Linh blushed.
Tam headed for a thicket of gnarled trees, which didn’t look particularly inviting, but at least the grove hadn’t been infected yet. He waved a clump of shadows away, revealing a gap hidden in the branches. Sophie followed Linh through, finding herself in a nook of green grass with two weathered tents. The threadbare quilt Linh spread out for them to sit on had been patched together from the craziest bits of fabric—old human T-shirts, lace doilies, the butt pockets of a pair of jeans.
“This is really where you guys live?” she had to ask.
“We don’t need much,” Linh said.
Maybe not, but the twins didn’t seem to have anything.
An idea formed then—one Sophie knew would be gloriously complicated. But it could give Tam and Linh a better life, and make use of their incredible talents.
“How long are you going to wait before you tell her the rest?” Linh asked her brother, reminding Sophie she should be paying attention.
“Tell me the rest of what?” Sophie asked.
Tam shook his head. “We still don’t know her well enough.”
“Okay, so what do you need to know?” Sophie said. “Ask and I’ll answer.”
Tam smoothed his bangs over of his eyes and gave her his most defiant stare. “Answers can be lies. If you really want me to trust you, I need to read your shadowvapor.”
“It doesn’t hurt,” Linh promised. “He just has to let his shadow pass through your mind.”
“That . . . might be a problem,” Sophie said. “It’s hard to explain without getting into a bunch of crazy stuff about my genetics. But my mind is impenetrable. Even Councillor Terik couldn’t descry me.”
“Shadowvaper is simpler to sense than potential,” Linh said.
“Since when are you the expert on my ability?” Tam asked her.
“Same reason I know you’re stalling,” Linh told him. “I’ve lived with you for almost fifteen years. And this is why we brought her here. Do the reading and we’ll tell her—assuming you don’t mind,” she added, turning to Sophie.
Sophie wasn’t thrilled with the idea, but she knew she needed their information. “You can try the reading,” she told Tam. “But you have to promise you’ll tell me even if you can’t understand what you see in my head.”
“Deal,” Linh said, earning a glare from her brother. But he moved toward Sophie without further argument.
“Hold still,” he said as Sophie flinched away from his shifting shadow. “Linh’s right—it won’t hurt. But it will give you chills.”
Chills was an understatement. It felt like a blizzard blasting through her head. But once his shadow retreated, the freezing thawed immediately.
“I can see why Terik struggled with his descrying,” Tam said, rubbing the spot between his brows. “You have a lot of shadowvapor. But you also have a lot of illumination, and they cancel each other out.”
“Is that a good thing?” Sophie asked.
“Balance is good,” Linh agreed.
“But it can be hard to hold on to,” Tam countered.
“Which only matters for her future,” Linh pressed.
The words felt like a warning, and Sophie wanted to pick them apart. But Linh was urging her brother to share his secret, and it looked like Tam was finally ready.
He moved across the clearing, staring at Wildwood through a small gap in the trees. “Before I tell you, you should know that what I’m going to say technically counts as treason. And you told me you still have a few friends in the Lost Cities, so you’re probably hoping to go back someday.”
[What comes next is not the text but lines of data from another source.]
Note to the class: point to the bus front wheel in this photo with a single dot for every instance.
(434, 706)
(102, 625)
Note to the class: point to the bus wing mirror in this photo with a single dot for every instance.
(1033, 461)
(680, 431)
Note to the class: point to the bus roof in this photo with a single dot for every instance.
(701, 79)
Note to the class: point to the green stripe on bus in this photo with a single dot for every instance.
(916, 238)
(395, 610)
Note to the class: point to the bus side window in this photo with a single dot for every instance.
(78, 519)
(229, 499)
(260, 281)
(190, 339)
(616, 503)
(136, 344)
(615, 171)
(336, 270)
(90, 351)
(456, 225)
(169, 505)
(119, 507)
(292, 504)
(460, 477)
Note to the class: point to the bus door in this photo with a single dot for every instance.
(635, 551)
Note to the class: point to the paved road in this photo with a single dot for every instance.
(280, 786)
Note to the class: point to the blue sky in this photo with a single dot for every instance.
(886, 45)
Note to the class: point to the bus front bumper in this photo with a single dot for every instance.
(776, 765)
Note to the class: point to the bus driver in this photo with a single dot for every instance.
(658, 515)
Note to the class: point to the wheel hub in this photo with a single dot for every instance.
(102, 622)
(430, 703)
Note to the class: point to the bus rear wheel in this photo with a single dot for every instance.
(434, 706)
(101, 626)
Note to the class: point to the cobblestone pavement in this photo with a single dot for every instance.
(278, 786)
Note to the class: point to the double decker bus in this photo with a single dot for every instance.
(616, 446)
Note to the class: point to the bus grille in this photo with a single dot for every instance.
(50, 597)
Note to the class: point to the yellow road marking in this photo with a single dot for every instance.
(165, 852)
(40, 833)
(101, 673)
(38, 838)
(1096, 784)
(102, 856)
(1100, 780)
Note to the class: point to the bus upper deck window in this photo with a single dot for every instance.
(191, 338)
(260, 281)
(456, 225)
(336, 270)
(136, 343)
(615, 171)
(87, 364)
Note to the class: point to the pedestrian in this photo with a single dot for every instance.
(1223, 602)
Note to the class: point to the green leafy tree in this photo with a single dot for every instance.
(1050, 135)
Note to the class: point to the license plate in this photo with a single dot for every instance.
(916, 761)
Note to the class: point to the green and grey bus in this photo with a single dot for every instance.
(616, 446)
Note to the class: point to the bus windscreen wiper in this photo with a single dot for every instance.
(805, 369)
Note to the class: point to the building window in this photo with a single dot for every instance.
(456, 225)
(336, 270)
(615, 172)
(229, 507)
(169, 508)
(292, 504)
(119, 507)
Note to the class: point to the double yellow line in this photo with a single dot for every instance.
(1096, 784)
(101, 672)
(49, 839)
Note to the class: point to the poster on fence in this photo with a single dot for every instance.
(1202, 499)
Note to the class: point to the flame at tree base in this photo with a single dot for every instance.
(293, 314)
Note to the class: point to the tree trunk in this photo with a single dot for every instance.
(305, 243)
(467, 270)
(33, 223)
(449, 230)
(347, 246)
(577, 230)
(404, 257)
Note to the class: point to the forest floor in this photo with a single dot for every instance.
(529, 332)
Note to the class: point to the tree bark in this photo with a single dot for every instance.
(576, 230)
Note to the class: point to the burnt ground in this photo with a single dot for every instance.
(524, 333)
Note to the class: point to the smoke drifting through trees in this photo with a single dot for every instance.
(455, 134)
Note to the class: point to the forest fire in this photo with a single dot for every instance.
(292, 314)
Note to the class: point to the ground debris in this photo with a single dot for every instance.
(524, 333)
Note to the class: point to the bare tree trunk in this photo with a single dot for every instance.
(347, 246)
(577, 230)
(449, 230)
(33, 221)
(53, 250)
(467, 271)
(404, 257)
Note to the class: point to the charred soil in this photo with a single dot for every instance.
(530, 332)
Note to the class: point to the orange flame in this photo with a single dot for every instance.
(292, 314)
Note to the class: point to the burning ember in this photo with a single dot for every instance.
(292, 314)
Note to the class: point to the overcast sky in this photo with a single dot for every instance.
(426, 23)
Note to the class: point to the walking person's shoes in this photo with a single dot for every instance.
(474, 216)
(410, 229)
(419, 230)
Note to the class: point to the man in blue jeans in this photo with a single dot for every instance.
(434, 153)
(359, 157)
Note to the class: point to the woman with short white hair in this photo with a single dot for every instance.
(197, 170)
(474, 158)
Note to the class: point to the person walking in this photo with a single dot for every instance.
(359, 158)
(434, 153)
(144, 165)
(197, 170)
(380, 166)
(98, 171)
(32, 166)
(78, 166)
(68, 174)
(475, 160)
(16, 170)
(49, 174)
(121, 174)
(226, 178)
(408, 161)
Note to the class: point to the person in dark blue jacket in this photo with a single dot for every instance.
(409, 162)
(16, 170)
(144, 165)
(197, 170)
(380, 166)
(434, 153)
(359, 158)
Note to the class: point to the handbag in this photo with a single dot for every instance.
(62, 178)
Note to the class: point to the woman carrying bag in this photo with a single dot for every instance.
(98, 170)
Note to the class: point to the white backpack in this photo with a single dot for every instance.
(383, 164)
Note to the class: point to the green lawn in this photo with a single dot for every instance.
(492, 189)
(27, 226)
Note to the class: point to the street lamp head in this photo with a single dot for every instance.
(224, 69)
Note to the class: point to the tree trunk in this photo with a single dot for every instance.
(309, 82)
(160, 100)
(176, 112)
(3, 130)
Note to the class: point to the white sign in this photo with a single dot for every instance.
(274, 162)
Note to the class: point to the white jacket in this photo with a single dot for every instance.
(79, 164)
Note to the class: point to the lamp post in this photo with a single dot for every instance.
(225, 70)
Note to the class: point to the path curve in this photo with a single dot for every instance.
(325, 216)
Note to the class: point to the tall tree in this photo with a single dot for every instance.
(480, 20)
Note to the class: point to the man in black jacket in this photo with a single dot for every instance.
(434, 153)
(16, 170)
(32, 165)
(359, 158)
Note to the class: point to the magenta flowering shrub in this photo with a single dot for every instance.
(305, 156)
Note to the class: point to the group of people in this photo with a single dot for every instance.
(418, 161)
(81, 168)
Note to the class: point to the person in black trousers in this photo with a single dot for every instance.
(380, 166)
“I still want to know,” Sophie said.
Tam nodded and turned to face her. “When the Council was here gathering samples, they didn’t think I could hear them. But I used my shadow to carry my consciousness to where they were working. I couldn’t tell which Councillors it was—only that it was a male and a female. And the female Councillor said, ‘We should’ve warned them this could happen.’ Then the guy said, ‘No one can know.’?”
FIFTY-ONE
OH GOOD, SHE’S back,” Keefe said as Sophie arrived in the Crooked Forest. “Now we can clobber her.”
Fitz stalked forward. “We’re supposed to be a team! That means you take us with you when you run away with strangers, not give me four lousy words and disappear!”
“I’m sorry,” Sophie said, her brain still reeling from the afternoon’s revelations. To know the Council could’ve prevented everything that was happening was too terrible of a thought to settle.
But she couldn’t tell her friends with Calla nearby. So she focused on safer explanations. “Tam only gave me a second to decide and—”
“Tam?” Dex interrupted.
“Yeah. That’s the Shade’s name. And his sister is Linh.”
“They’re brother and sister?” Biana asked.
“Twins,” Sophie agreed. “They’re also the teenagers who left the footprints near Wildwood.”